A current case pending before the Court, American Coalition of Life Activists v. Planned Parenthood of the Columbia/Willamette, No. 02-563, involves the so-called Nuremberg Files anti-abortion Web site that lists names and addresses of abortion providers. That site has been challenged as an impermissible threat that should not be protected by the First Amendment.

“Our concern is how much the language in the decision would lend itself to being used in other contexts,” said Joshua Wheeler, lawyer at the Thomas Jefferson Center for the Protection of Free Expression in Charlottesville, Va., which filed a brief against the Virginia cross-burning law. “Even if the Court intended its ruling to be limited to cross burning, the potential always exists for legislators to go beyond that.”

Virginia Attorney General Jerry Kilgore commented, “A burning cross is a symbol like no other. It doesn¹t just say. ‘We don’t like you.’ The message is, ‘We are going to do you harm.’”

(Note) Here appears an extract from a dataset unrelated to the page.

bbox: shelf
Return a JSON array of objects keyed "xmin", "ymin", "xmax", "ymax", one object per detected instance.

Kent Scheidegger, legal director of the Criminal Justice Legal Foundation, called the ruling “a victory for race relations in America. … In our history, burning a cross on someone’s front yard is a threat which is not
protected by the First Amendment.”

The Court fashioned its ruling by treating the case of Barry Black differently from the case of Richard Elliott and Jonathan O’Mara, all of whom had been arrested and charged in different cross-burning incidents.

Black was arrested under the Virginia law in 1998 after burning a cross in an open field in connection with a Ku Klux Klan rally. Elliott and O’Mara, by contrast, were arrested in a separate incident in which they burned a cross on the lawn of Elliott’s African-American neighbor.

The Virginia Supreme Court struck down the law as it applied to all three defendants, finding that it was “analytically indistinguishable” from the statute invalidated in R.A.V.

But Justice O’Connor found the law objectionable mainly in the case of Black, a Klan leader. Applying the law’s presumption to him, O’Connor suggested, deprived him of the ability to make a defense that he was
“engaged in core political speech.”

As for Elliott and O’Mara, O’Connor said the presumption was never invoked. O’Mara pleaded guilty, and a jury found Elliott guilty without being instructed by the judge on the presumption aspect of the law.

Jurisdictions with anti-cross-burning laws similar to Virginia’s include California, Connecticut, Delaware, Florida, Georgia, Idaho, Montana, North Carolina, South Carolina, South Dakota, Vermont, Washington, and the District of Columbia.